Ce pire qui nous inspire (Alain Brossat)

14 Août 2016 , Rédigé par Repères anti-racistes Publié dans #Libertés, #Police Justice

Publié le 11 août 2016 sur le site "Entre les lignes, entre les mots"

L’UJFP signale en particulier à ses lecteurs cet article remarquable d’Alain Brossat, qui donne à réfléchir sur ce que nous vivons, et aère l’esprit encombré de toutes les logorrhées débilitantes actuelles...
Il soumet une analyse fouillée de la convergence soulignée et souhaitée entre l’état d’urgence permanent (installé en Israël depuis...1950 !) et de celui qui se développe en France. Il analyse aussi ce que révèle cette convergence volontaire : la construction d’une forme singulière de "démocratie" occidentale.

Un basculement décisif est en train de se produire subrepticement dans la politique conduite par nos gouvernants. Cette bifurcation se produit au point de jonction de la politique intérieure et extérieure. Elle présente également la caractéristique de ne porter la marque d’aucun parti de gouvernement en particulier – elle est l’œuvre des socialistes et de leurs alliés pour la simple raison que ce sont ceux-ci qui sont actuellement aux affaires, comme elle pourrait l’être aussi bien de leurs concurrents ; on a pu en relever les prémisses sous Sarkozy déjà, et ce mouvement se poursuivra au delà des péripéties de l’élection présidentielle à venir, quelle qu’en soit l’issue.

Ce tournant consiste en ceci : pour ceux qui nous gouvernent (notion à entendre dans son sens extensif, incluant les médias, entre autres), l’État d’Israël cesse d’être en premier lieu cette dite « démocratie » passablement interlope mais à laquelle il n’est pas pour autant question de ménager son soutien – fût-ce, en plus d’une occasion, en se pinçant le nez. Israël, de partenaire stratégique nécessaire, tend à devenir, dans le contexte de la guerre à outrance livrée à l’islamisme, un modèle stratégique en tant qu’État de sécurité avancé. Cette inflexion, dont on imagine aisément toutes les promesses qu’elle recèle pour nous en général et, en particulier pour les populations d’origine coloniale dans notre pays, est devenue tout à fait explicite après l’attentat du 14 juillet à Nice : dès le surlendemain, on pouvait entendre un haut gradé militaire israélien expliquer sur les ondes de France Inter, à une heure de forte écoute, comment cet attentat aurait pu être évité si l’on avait su s’inspirer des techniques sécuritaires rodées de longue date dans la lutte contre le terrorisme… palestinien ; et de proposer d’un ton protecteur l’assistance de l’État hébreu à la France, le terrorisme islamiste étant un et indivisible, et les Palestiniens en lutte contre l’occupation de leurs territoires de la même eau que Daech [1]… Quelques jours plus tard, c’est un autre « expert », politique, celui-ci qui, dans les colonnes de Le Monde, mettait en perspective historique, pour en fin de compte les justifier par la nécessaire construction d’un État de sécurité, les massives atteintes aux droits de l’homme perpétrés par l’État sioniste au détriment des Palestiniens : « Alors qu’Israël est en général jugé et condamné pour la domination qu’il exerce sur les Palestiniens des territoires occupés, voilà que, du fait de la vague terroriste qui submerge le monde, on se penche aujourd’hui sur la lutte anti-terroriste menée par Israël et sur la vigilance publique qui contribue, elle aussi, à relever le défi » [2].
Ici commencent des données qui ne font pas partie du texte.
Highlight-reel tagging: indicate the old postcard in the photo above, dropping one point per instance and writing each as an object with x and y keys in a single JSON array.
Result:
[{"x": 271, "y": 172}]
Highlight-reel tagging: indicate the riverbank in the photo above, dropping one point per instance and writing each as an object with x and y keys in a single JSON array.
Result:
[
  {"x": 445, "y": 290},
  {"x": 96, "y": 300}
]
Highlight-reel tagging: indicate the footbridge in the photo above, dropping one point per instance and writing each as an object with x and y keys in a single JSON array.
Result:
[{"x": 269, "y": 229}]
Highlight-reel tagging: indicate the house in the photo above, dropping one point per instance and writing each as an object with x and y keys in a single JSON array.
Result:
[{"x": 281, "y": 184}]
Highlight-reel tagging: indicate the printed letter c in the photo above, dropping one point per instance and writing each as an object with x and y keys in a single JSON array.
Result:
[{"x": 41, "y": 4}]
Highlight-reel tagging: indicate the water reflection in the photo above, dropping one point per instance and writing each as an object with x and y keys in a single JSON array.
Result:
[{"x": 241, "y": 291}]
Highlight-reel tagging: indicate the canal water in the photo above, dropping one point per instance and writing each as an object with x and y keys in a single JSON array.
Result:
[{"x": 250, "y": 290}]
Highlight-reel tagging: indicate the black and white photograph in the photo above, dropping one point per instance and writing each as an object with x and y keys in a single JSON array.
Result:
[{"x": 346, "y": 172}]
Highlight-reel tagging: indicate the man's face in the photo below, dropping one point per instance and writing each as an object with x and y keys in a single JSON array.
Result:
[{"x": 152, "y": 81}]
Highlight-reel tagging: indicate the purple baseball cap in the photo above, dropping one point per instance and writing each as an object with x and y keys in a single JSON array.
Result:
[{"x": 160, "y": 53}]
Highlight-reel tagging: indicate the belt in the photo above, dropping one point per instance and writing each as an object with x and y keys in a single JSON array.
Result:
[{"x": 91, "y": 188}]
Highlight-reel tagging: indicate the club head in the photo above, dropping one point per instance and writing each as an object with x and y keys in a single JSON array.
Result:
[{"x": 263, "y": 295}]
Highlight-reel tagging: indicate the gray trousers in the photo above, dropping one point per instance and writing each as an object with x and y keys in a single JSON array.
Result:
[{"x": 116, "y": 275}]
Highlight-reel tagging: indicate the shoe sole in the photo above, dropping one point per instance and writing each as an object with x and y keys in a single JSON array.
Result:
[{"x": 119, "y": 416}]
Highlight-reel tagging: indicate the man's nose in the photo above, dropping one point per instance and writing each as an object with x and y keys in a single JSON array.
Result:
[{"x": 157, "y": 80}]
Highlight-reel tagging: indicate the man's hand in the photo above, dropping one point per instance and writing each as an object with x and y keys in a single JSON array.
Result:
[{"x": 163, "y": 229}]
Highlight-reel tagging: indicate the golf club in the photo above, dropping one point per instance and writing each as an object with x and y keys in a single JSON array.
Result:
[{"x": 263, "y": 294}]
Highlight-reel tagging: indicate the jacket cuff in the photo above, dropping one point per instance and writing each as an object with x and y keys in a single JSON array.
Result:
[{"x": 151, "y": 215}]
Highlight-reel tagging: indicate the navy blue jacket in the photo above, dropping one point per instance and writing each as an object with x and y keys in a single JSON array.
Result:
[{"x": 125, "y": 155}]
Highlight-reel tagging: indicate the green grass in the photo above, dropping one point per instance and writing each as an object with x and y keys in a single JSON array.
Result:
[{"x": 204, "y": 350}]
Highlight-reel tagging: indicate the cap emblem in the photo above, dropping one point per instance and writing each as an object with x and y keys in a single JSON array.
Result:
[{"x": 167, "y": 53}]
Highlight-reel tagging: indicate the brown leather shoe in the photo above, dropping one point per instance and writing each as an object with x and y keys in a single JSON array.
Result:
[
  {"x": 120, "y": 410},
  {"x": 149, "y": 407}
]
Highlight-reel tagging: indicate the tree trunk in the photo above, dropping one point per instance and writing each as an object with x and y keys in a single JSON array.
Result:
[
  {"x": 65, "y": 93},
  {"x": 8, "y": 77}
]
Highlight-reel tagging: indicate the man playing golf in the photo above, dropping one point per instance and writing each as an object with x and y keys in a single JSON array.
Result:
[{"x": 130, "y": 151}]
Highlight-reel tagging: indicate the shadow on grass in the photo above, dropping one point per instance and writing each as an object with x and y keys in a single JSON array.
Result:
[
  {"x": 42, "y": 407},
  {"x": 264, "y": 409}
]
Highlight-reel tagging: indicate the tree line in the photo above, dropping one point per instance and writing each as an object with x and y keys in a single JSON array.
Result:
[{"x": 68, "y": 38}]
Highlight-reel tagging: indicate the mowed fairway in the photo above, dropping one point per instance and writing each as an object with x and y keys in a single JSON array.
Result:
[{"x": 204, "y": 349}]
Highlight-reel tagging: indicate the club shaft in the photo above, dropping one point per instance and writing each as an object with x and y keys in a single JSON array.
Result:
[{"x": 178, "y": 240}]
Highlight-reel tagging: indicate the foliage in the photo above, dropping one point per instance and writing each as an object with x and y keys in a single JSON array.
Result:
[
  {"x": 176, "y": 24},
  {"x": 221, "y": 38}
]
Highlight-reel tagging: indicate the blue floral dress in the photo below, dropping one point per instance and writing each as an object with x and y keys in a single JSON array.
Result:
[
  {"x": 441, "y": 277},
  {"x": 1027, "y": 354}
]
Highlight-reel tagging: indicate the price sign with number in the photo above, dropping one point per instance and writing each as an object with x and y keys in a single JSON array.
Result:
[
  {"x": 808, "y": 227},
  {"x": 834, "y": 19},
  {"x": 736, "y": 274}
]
Ces petits coups de pouce médiatiques destinés à vanter le savoir-faire israélien en matière de lutte contre le terrorisme arabo-musulman ne sont que la musique d’accompagnement de choix politiques au long cours opérés par les gouvernants de ce pays.
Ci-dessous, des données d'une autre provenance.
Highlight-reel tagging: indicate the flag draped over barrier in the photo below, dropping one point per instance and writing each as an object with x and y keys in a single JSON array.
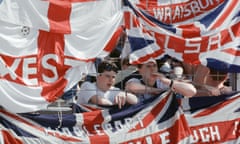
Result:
[
  {"x": 157, "y": 120},
  {"x": 198, "y": 32},
  {"x": 46, "y": 46}
]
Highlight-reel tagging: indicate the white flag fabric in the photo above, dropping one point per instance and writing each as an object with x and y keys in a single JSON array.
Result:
[{"x": 47, "y": 45}]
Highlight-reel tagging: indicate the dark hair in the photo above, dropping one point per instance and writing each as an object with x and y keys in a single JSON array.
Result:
[
  {"x": 107, "y": 66},
  {"x": 218, "y": 75}
]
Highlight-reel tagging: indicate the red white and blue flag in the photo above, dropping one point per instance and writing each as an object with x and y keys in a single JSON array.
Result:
[
  {"x": 46, "y": 46},
  {"x": 198, "y": 32},
  {"x": 158, "y": 120}
]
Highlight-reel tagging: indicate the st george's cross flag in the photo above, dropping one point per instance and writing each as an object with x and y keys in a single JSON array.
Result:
[
  {"x": 47, "y": 45},
  {"x": 197, "y": 32},
  {"x": 158, "y": 120}
]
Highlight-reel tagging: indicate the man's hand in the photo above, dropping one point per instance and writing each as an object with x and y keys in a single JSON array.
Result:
[{"x": 120, "y": 100}]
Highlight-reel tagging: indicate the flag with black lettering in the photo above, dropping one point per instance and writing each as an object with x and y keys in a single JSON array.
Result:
[
  {"x": 157, "y": 120},
  {"x": 47, "y": 45},
  {"x": 197, "y": 32}
]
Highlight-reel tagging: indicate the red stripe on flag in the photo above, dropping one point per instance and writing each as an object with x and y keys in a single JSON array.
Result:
[
  {"x": 93, "y": 124},
  {"x": 190, "y": 31},
  {"x": 114, "y": 40},
  {"x": 215, "y": 108},
  {"x": 151, "y": 116},
  {"x": 226, "y": 13},
  {"x": 8, "y": 138},
  {"x": 51, "y": 47}
]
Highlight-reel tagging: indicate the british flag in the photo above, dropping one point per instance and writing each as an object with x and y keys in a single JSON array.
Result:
[
  {"x": 157, "y": 120},
  {"x": 211, "y": 37},
  {"x": 47, "y": 45}
]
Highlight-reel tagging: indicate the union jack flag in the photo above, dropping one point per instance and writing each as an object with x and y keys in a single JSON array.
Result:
[{"x": 211, "y": 37}]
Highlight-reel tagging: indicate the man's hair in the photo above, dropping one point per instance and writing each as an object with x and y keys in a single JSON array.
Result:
[
  {"x": 107, "y": 66},
  {"x": 218, "y": 75}
]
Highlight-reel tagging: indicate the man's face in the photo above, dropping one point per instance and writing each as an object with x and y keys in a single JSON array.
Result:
[
  {"x": 105, "y": 80},
  {"x": 147, "y": 69}
]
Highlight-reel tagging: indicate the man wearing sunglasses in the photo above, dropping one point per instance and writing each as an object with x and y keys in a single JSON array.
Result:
[
  {"x": 102, "y": 92},
  {"x": 151, "y": 82}
]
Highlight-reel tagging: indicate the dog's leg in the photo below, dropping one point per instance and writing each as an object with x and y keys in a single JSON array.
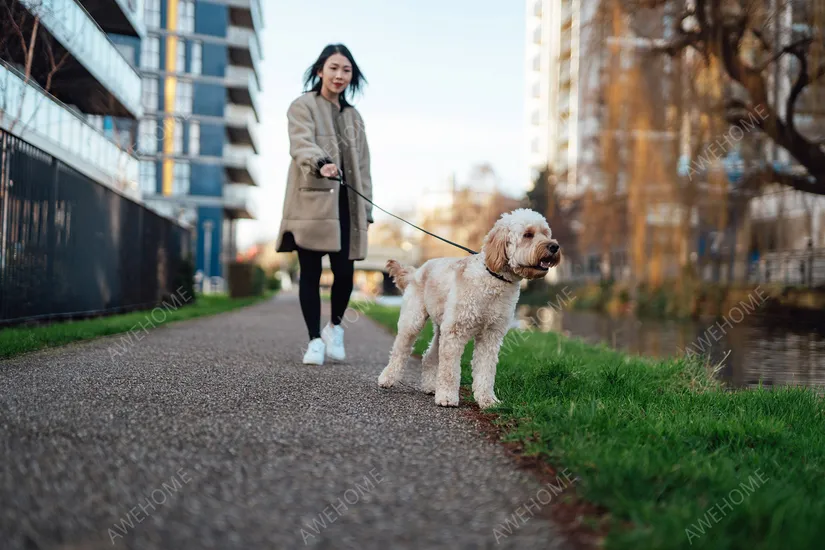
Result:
[
  {"x": 412, "y": 319},
  {"x": 451, "y": 344},
  {"x": 485, "y": 358},
  {"x": 429, "y": 364}
]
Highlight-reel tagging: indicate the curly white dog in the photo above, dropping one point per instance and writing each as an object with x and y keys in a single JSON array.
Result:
[{"x": 470, "y": 297}]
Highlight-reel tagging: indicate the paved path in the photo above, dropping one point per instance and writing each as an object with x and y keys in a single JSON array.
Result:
[{"x": 211, "y": 434}]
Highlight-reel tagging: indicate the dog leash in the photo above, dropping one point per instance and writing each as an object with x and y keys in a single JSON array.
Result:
[{"x": 340, "y": 180}]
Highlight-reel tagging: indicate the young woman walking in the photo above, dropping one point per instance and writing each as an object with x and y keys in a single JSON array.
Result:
[{"x": 327, "y": 139}]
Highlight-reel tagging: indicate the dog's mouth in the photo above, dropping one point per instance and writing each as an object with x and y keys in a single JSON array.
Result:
[{"x": 547, "y": 262}]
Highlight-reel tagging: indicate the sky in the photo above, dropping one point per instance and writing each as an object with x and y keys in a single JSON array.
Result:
[{"x": 445, "y": 92}]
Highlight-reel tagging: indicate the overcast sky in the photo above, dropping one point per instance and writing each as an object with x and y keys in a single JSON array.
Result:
[{"x": 445, "y": 92}]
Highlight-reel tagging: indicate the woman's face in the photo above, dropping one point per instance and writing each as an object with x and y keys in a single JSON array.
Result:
[{"x": 336, "y": 74}]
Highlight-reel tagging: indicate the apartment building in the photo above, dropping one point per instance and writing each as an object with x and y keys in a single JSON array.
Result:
[
  {"x": 200, "y": 70},
  {"x": 58, "y": 104}
]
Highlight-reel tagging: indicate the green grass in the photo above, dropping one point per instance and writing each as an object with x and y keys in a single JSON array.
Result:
[
  {"x": 23, "y": 339},
  {"x": 659, "y": 443}
]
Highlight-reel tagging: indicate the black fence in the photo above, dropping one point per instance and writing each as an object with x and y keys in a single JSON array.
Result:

Désormais, quand Manuel Valls proclame à l’occasion du dîner du CRIF (depuis longtemps réduit au statut d’officine propagandiste de l’Etat d’Israël en France) que l’antisionisme est une variété d’antisémitisme, il ne s’agit plus d’une simple et traditionnelle action de lobbying idéologique en faveur de cet Etat dont la doctrine fondamentale est que la force créé la loi [3]. Il s’agit bien désormais de frayer la voie à la notion d’une exemplarité pour nous, en France (et dans tous les pays menacés par le terrorisme islamiste) des doctrines et dispositifs sécuritaires et répressifs expérimentés par les autorités politiques et militaires israéliennes au détriment des Palestiniens – depuis les origines de l’Etat sioniste et en particulier depuis la première Intifada. [4]. Il s’agit bien désormais de donner à entendre à l’opinion publique française (et internationale) que « nous » avons un problème avec l’activisme arabo-musulman comme Israël en a un. Et qu’en conséquence, dans l’esprit comme en pratique, les méthodes israéliennes sont bien fondées, désormais, à nous inspirer.
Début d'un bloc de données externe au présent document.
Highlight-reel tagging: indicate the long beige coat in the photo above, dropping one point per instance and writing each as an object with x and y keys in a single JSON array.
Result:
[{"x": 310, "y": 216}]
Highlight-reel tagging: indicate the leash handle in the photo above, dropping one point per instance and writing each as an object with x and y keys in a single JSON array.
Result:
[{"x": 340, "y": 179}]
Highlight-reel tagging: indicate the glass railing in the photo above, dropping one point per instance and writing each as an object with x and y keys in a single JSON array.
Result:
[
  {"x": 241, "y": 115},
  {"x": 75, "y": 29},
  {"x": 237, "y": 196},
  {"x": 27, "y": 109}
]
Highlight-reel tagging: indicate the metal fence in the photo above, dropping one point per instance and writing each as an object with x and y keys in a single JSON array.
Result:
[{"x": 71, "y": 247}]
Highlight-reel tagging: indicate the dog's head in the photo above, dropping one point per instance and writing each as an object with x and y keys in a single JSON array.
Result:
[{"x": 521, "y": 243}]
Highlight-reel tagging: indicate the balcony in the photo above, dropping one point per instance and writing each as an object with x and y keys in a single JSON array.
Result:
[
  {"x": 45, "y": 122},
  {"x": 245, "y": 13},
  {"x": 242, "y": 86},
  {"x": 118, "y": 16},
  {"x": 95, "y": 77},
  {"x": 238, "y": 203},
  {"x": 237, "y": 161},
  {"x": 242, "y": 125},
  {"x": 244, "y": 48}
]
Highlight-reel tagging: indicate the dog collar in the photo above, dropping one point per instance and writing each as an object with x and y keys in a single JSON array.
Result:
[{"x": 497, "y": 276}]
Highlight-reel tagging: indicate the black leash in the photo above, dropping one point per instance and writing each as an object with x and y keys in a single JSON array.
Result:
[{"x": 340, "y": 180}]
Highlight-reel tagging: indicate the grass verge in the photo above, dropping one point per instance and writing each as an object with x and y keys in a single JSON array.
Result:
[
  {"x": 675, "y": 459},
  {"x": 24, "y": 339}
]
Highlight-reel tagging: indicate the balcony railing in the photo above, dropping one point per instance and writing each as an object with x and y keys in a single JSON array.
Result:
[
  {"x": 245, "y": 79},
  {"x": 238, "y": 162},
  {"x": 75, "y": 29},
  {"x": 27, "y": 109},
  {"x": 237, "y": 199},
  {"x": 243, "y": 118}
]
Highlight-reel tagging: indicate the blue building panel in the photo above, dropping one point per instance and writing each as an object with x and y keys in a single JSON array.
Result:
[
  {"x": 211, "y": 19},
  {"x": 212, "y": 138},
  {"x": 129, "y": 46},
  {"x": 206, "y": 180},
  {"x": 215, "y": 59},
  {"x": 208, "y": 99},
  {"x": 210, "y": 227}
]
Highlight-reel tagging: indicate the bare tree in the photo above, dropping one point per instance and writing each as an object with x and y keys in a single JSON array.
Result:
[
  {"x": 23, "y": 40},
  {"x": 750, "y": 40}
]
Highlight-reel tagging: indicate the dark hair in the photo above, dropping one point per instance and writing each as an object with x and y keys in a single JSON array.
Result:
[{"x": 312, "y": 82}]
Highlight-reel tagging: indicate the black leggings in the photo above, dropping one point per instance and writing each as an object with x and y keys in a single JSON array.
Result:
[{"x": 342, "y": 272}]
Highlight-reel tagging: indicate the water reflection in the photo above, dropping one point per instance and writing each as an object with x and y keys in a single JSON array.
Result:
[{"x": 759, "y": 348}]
Le premier article de foi de cette doctrine nouvelle est l’énoncé qui, depuis les attentats de 2015, s’est transmis de bouche en bouche parmi nos dirigeants et leurs supplétifs médiatiques et intellectuels : nous sommes en guerre. Cet énoncé est à la base de ce qui, depuis la fondation de l’Etat d’Israël, est destiné à justifier la coexistence d’une sorte d’Etat de droit (dont bénéficie la population d’origine juive) et de dispositifs d’exception et de ségrégation s’appliquant aux Palestiniens. Ces dispositifs ont évolué au fil du temps et la conquête de nouveaux territoires, au fil des guerres gagnées contre les Etats arabes ; l’existence des territoires occupés et le développement sans relâche de la colonisation juive de ces territoires les a établis désormais au cœur de l’Etat de sécurité israélien.